Propos recueillis par Daniel Ollivier et Elliott Bureau. Entretien illustré par Gérald Mounard pour La Maison Jaune.


Le 4 juin, tu étais à côté de Philippe Plantive lors de la Conférence de presse pour présenter le projet. Peux-tu nous expliquer quel est ton niveau d’engagement ?

Il y a deux aspects qui sont distincts mais qui vont de pair. Il y a d’une part la recherche de l’actionnariat dans lequel je m’investis et d’autre part la réflexion opérationnelle concernant le projet club. Je suis un souscripteur du Collectif Nantais car cela fait sens pour moi mais je m’implique aussi personnellement dans les rencontres organisées avec les chefs d’entreprise afin d’expliquer la vision sportive du projet.

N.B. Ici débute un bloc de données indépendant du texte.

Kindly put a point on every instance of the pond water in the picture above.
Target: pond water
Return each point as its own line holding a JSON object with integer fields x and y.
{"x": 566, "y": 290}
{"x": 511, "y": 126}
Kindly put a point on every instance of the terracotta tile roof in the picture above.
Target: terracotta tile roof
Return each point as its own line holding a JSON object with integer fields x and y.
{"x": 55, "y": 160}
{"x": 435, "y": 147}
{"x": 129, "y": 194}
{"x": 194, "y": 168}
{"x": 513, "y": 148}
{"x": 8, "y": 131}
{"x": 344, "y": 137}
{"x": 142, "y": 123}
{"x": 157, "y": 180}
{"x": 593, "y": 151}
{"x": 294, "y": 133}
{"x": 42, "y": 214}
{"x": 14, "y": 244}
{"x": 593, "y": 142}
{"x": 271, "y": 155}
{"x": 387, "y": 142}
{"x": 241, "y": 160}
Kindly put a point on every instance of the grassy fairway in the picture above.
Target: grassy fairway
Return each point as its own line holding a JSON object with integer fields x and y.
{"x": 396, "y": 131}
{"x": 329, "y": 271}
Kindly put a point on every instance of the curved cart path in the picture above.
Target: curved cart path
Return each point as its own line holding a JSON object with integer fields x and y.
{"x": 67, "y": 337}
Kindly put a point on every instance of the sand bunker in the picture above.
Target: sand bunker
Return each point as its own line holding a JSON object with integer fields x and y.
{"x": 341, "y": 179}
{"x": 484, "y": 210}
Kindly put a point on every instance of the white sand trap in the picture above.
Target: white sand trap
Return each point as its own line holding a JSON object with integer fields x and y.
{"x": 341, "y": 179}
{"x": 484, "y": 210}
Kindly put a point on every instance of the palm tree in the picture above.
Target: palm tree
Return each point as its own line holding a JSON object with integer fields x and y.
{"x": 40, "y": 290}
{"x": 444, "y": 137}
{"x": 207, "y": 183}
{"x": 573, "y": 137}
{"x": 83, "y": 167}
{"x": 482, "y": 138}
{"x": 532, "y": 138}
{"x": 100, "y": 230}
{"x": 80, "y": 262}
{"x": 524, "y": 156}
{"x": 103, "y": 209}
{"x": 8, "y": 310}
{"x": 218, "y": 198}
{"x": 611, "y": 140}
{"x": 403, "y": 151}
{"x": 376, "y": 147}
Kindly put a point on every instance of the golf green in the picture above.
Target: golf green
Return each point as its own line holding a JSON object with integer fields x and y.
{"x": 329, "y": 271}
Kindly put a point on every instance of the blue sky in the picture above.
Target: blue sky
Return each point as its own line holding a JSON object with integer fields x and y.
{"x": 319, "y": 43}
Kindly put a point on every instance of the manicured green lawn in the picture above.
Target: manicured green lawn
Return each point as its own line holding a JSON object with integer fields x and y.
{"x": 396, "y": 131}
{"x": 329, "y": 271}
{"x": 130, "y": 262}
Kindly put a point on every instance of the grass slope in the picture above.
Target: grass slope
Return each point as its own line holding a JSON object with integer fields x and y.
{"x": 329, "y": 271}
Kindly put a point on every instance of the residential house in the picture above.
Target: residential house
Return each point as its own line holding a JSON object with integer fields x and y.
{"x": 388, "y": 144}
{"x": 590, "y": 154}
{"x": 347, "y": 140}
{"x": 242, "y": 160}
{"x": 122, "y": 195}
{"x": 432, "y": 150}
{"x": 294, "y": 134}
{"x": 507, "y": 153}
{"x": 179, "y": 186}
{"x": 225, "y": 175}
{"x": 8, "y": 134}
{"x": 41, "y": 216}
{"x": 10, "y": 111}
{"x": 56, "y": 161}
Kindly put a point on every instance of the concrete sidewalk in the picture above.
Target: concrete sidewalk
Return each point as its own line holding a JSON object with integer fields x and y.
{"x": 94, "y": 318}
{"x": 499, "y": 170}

Il est important de dire que c’est Philippe qui au départ m’a contacté. Je lui ai expliqué comment je voyais le fonctionnement du club sur le court et le moyen terme. Ce fonctionnement ne peut pas être celui d’il y a vingt ans et encore moins quarante. C’est pour cette raison que l’on a immédiatement travaillé ensemble sur l’entreprise FC Nantes à travers les spécificités du club et les évolutions actuelles du football professionnel.

Aujourd’hui, mon rôle c’est d’imaginer ce que doit être le club demain, réfléchir sur la structure et la dimension organisationnelle à mettre en place, et mobiliser les compétences sur les aspects stratégiques. Il n’y a pas que l’aspect du jeu et du terrain qui compte. Le projet sportif doit s’inscrire dans le projet du club et cela relève d’une démarche de co-construction. Il doit y avoir un alignement des valeurs capable de donner une cohérence globale sur l’ensemble des aspects concernés… mais nous sommes bien conscients qu’il faudra aussi prendre en compte les contraintes économiques.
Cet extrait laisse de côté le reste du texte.